Por Fernando Pascual |

Alguien dijo que quien se casa con su tiempo corre el riesgo de pasar de moda.

Muchas características de cada época histórica pasan. Quien busca adaptarse a ellas no podrá eludir las dinámicas sociales y culturales que suplantan unas ideas y modelos con otros.

Por eso la Iglesia católica no puede casarse con todo aquello que sea caduco, contingente, pasajero. El mensaje que la Iglesia posee, recibido de Cristo e iluminado por el Espíritu Santo, no puede ceder ante las modas, ni ante las presiones de grupos de poder, ni ante la mentalidad de las mayorías.

El criterio básico que tiene la Iglesia a la hora de tomar sus decisiones más importantes es siempre el mismo: ser fiel a lo que Dios le pide.

Si alguien olvida lo anterior y busca hacer asequible el Evangelio a base de pactos con la modernidad, lo único que logrará es dañarse a sí mismo y a quienes contagie.

Vale la pena recordar aquellas firmes palabras del Maestro: «Vosotros sois la sal de la tierra. Mas si la sal se desvirtúa, ¿con qué se la salará? Ya no sirve para nada más que para ser tirada afuera y pisoteada por los hombres» (Mt 5,13).

Un mensaje adulterado no consigue nada realmente fecundo. Quizá atraiga a algunos ante lo fácil que resulte o lo agradable que parezca.

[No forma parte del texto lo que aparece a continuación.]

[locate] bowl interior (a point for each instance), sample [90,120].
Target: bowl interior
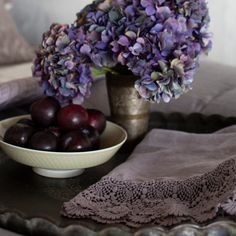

Pero ni las apariencias ni las facilidades permiten alcanzar la meta más importante que cualquier ser humano puede desear: su propia salvación (cf. 1Pe 1,9; Flp 2,12).

Todos los que formamos parte de la Iglesia católica necesitamos recordarlo: la mentalidad del mundo, la modernidad alejada de Dios, la mundanidad enemiga de Cristo, son incompatibles con nuestra fe.

Conservan toda su fuerza estas palabras de san Pablo: «no os acomodéis al mundo presente, antes bien transformaos mediante la renovación de vuestra mente, de forma que podáis distinguir cuál es la voluntad de Dios: lo bueno, lo agradable, lo perfecto» (Rm 12,2-3).

Hay que vigilar, por tanto, para no quedar atrapados por un mundo devorador. Sólo entonces podremos transformarlo con una energía y una fecundidad que no son nuestras, sino que vienen del mismo corazón de Cristo: «En el mundo tendréis tribulación. Pero ¡ánimo!: yo he vencido al mundo» (Jn 16,33).